Wednesday was better. The Daddio took the other children out of the house for the day so that I could give the Scientist his annual standardized test. He didn't test well. Knowing he was timed freaked him out. He looked at the number of problems first, told himself, "I can never get them done!" and the anxiety made it hard for him to think straight. I did what I could, but that wasn't much, since we'd had a couple of stressful days. I fixed the washing machine, but we still scrounged for supper rather than sharing a meal.

Today, all three big kids are catching up on math. I've said this before; it's what we do when I'm sick.

The Storyteller's math program came in workbooks that roughly equate to first, second and third grade levels.

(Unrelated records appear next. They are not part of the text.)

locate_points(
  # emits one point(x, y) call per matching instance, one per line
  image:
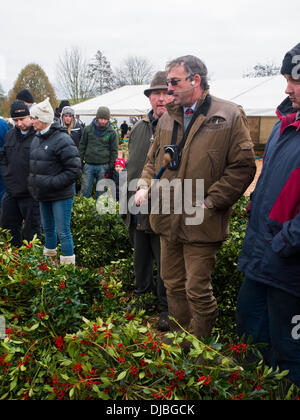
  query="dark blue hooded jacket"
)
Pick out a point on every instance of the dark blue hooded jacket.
point(271, 249)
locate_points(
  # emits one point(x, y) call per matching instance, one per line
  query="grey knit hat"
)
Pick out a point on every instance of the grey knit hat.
point(103, 112)
point(290, 63)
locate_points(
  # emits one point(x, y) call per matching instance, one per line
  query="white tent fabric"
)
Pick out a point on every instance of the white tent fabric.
point(258, 97)
point(125, 101)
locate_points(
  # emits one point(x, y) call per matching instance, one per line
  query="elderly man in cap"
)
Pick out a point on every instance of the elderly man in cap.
point(207, 139)
point(18, 206)
point(98, 149)
point(269, 300)
point(146, 242)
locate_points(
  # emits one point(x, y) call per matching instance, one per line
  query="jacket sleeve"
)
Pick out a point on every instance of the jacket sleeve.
point(114, 149)
point(148, 172)
point(240, 169)
point(67, 154)
point(83, 144)
point(287, 242)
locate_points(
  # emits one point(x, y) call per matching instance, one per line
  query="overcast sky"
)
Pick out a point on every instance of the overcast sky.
point(229, 35)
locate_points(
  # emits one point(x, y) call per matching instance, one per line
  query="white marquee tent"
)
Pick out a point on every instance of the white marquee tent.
point(258, 96)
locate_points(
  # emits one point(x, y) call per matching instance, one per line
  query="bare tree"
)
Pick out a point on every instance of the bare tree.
point(263, 70)
point(73, 79)
point(100, 71)
point(134, 71)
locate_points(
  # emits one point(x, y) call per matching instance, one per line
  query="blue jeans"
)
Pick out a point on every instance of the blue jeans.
point(91, 172)
point(266, 313)
point(56, 219)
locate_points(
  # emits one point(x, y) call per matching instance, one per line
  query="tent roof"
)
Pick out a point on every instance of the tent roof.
point(258, 97)
point(125, 101)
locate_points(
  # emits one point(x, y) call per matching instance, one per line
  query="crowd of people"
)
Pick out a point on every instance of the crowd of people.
point(189, 134)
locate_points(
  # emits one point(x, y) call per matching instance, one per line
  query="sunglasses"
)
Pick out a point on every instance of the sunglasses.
point(174, 82)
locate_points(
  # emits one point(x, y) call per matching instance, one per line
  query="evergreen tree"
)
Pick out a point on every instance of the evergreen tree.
point(100, 71)
point(34, 78)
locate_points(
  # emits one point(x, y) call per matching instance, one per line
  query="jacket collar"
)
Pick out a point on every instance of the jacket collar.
point(176, 111)
point(287, 115)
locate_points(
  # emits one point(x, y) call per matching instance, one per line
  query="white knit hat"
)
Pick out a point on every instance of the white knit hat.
point(43, 111)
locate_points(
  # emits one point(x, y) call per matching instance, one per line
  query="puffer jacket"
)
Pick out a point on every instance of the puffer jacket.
point(271, 249)
point(54, 165)
point(75, 132)
point(15, 162)
point(219, 151)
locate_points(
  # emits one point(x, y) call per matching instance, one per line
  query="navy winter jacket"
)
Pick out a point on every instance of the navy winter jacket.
point(54, 165)
point(271, 249)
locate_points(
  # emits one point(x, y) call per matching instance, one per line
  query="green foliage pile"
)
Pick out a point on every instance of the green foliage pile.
point(68, 336)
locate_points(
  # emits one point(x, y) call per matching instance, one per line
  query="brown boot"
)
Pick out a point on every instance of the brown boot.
point(203, 324)
point(51, 254)
point(179, 309)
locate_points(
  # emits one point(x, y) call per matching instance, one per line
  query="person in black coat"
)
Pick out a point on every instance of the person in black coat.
point(74, 128)
point(20, 211)
point(54, 168)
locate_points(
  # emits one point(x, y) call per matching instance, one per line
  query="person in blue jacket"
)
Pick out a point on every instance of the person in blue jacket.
point(4, 127)
point(268, 307)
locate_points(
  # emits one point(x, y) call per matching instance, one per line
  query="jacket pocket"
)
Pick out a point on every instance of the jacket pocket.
point(214, 157)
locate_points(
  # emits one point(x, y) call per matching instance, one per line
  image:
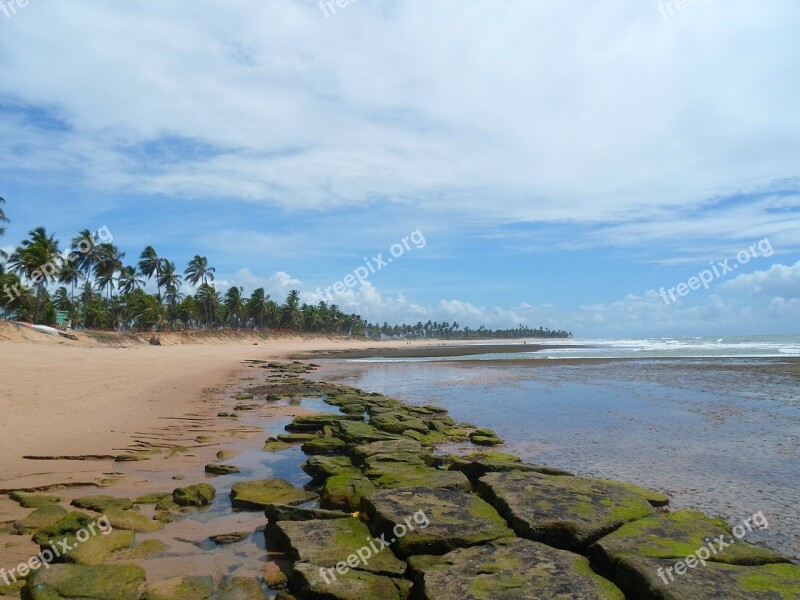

I took all the pages out of the books and arranged them in an order I prefer, stapling them into new workbooks. He's allowed to do any pages he wants so long as he goes in order within a skill. It apparently took him some effort to decide this morning. He's got the entire couch and coffee table covered in these stapled together pages, each set laid out haphazardly. He's stretched his limbs out too, and is kicking and singing while he fills in his pages. When he comes to the end of a page, he thrusts his fist with pencil in it into the air and calls out victoriously how many pages he has left.

The Scientist did three problems in Life of Fred, about finding the lowest common denominator, and had a complete meltdown. The author of this book often doesn't tell children how to do something, preferring for them to figure it out on their own. This is why we keep the Key to... series on hand. I assigned sunshine and a big cup of water, gave the Scientist some physical affection, and switched his assignment. Instead of puzzling indefinitely over the five problems left him in this lesson, I gave him some review drill in Key to..., telling him I'd set a timer to limit the amount of work he had to do. I asked him how long he thought was reasonable. He suggested thirty minutes. So, as I type, he is doing something he can definitely do, as much of it as he can in thirty minutes, no consequences if he doesn't get very far. This is a great confidence builder, I've learned, and having earlier skills down cold always helps him to figure out how to do newer things.

The Gamer skipped an assignment without permission a couple of days ago. Today he's making up for that. At some point he will get it through his skull that his assignments are not optional, right? He's assigned three hours of math with just a break to run around every forty-five minutes to prevent brain burn out. He either does his work when he chooses within the day I give it to him, or he does it the next day precisely when and how I tell him to do it. Anyway, he's got one third of pre-algebra down with flawless, one hundred percent mastery. Because we've used arithmetic programs rather than contemporary integrated mathematics programs that include some algebra and geometry every year of elementary school, he's doing a lot of catch up in functions and graphs, exponents and polynomials, variable expressions and equations, and of all kinds of geometrical stuff.

Aside from doing twice as much math and only math, it feels much more like a normal day, laundry getting done, dishes getting washed, supper plans and bicycling and being snuggly with fairy tales and whatnot. This is my Eden.